Like everyone else, I bore witness to lurid speculations and talking heads. I visited blathernodes, soaked myself in other people’s opinions. That was nothing new, as far as it went; I’d spent my whole life as a sort of alien ethologist in my own right, watching the world behave, gleaning patterns and protocols, learning the rules that allowed me to infiltrate human society. It had always worked before. Somehow, though, the presence of real aliens had changed the dynamics of the equation. Mere observation didn’t satisfy any more. It was as though the presence of this new outgroup had forced me back into the clade whether I liked it or not; the distance between myself and the world suddenly seemed forced and faintly ridiculous.

Yet I couldn’t, for my life, figure out how to let it go.

Chelsea had always said that telepresence emptied the Humanity from Human interaction. “They say it’s indistinguishable,” she told me once, “just like having your family right there, snuggled up so you can see them and feel them and smell them next to you. But it’s not. It’s just shadows on the cave wall. I mean, sure, the shadows come in three-dee color with force-feedback tactile interactivity. They’re good enough to fool the civilized brain. But your gut knows those aren’t people , even if it can’t put its finger on how it knows. They just don’t feel real. Know what I mean?”

I didn’t. Back then I’d had no clue what she was talking about. But now we were all cavemen again, huddling beneath some overhang while lightning split the heavens and vast formless monsters, barely glimpsed in bright strobe-frozen instants, roared and clashed in the darkness on all sides. There was no comfort in solitude. You couldn’t get it from interactive shadows. You needed someone real at your side, someone to hold on to, someone to share your airspace along with your fear and hope and uncertainty.

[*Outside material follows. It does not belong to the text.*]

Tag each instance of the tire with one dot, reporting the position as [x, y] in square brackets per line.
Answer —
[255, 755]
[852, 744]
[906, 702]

I imagined the presence of companions who wouldn’t vanish the moment I unplugged. But Chelsea was gone, and Pag in her wake. The few others I could have called—peers and former clients with whom my impersonations of rapport had been especially convincing—didn’t seem worth the effort. Flesh and blood had its own relationship to reality: necessary, but not sufficient.

Watching the world from a distance, it occurred to me at last: I knew exactly what Chelsea had meant, with her Luddite ramblings about desaturated Humanity and the colorless interactions of virtual space. I’d known all along.

I’d just never been able to see how it was any different from real life.

* * *

Imagine you are a machine.

Yes, I know. But imagine you’re a different kind of machine, one built from metal and plastic and designed not by blind, haphazard natural selection but by engineers and astrophysicists with their eyes fixed firmly on specific goals. Imagine that your purpose is not to replicate, or even to survive, but to gather information.

I can imagine that easily. It is in fact a much simpler impersonation than the kind I’m usually called on to perform.

I coast through the abyss on the colder side of Neptune’s orbit. Most of the time I exist only as an absence, to any observer on the visible spectrum: a moving, asymmetrical silhouette blocking the stars. But occasionally, during my slow endless spin, I glint with dim hints of reflected starlight. If you catch me in those moments you might infer something of my true nature: a segmented creature with foil skin, bristling with joints and dishes and spindly antennae. Here and there a whisper of accumulated frost clings to a joint or seam, some frozen wisp of gas encountered in Jupiter space perhaps. Elsewhere I carry the microscopic corpses of Earthly bacteria who thrived with carefree abandon on the skins of space stations or the benign lunar surface—but who had gone to crystal at only half my present distance from the sun. Now, a breath away from Absolute Zero, they might shatter at a photon’s touch.